Ramesh takes me to task:
In an otherwise good post, Ross Douthat refers to "the great right-wing pundit civil war." Maybe we'll have one after the election, but the current fight is not yet nearly as big or bitter as the divisions over Colin Powell in 1995, the First Things controversy in 1996, the Bush-vs.-McCain contest in 2000, or even immigration in 2006-7.
Hey - I wasn't being entirely serious there! Can't a guy overstate the case a little? (Besides, I wasn't even born in 1995.)

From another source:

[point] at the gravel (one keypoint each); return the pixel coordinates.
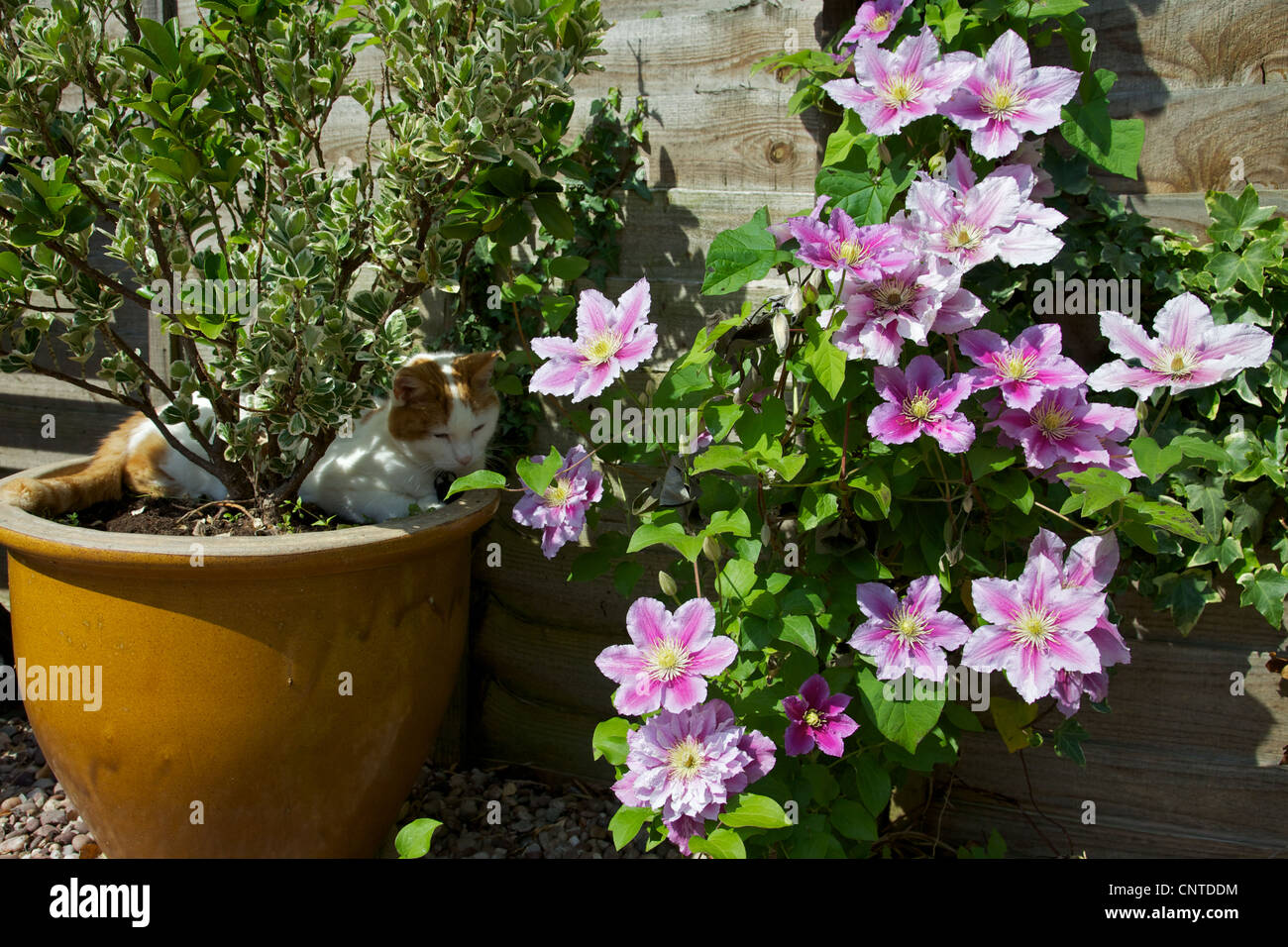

Meanwhile, the latest skirmishes in the, er, great right-wing pundit Pennamite War - Peggy Noonan and Kathleen Parker's twin volleys in praise of Christopher Buckley, saint and holy martyr - almost incline me to switch over to the "don't let the door hit you on your way out" side of the argument, if only because Buckley's endorsement of Barack Obama (and subsequent exit from NR's back page) didn't strike me as precisely the sort of intellectually-serious self-critique that conservatives ignore at their peril. (Noonan and Parker's own critiques of Sarah Palin do fall into that category; Buckley's foray into Obamaphilia, by contrast, struck me as more of a jaunty, self-dramatizing stunt.) But rather than wading back into the debate, I think I should listen to the reader who wrote in, after my spate of posts on the subject, to remark that "criticizing other pundits for ignoring the issues in favor of criticizing other pundits is even more meta, boring, and petulant than other pundits ignoring the issues in favor of criticizing other pundits," and just let the whole thing drop for a while.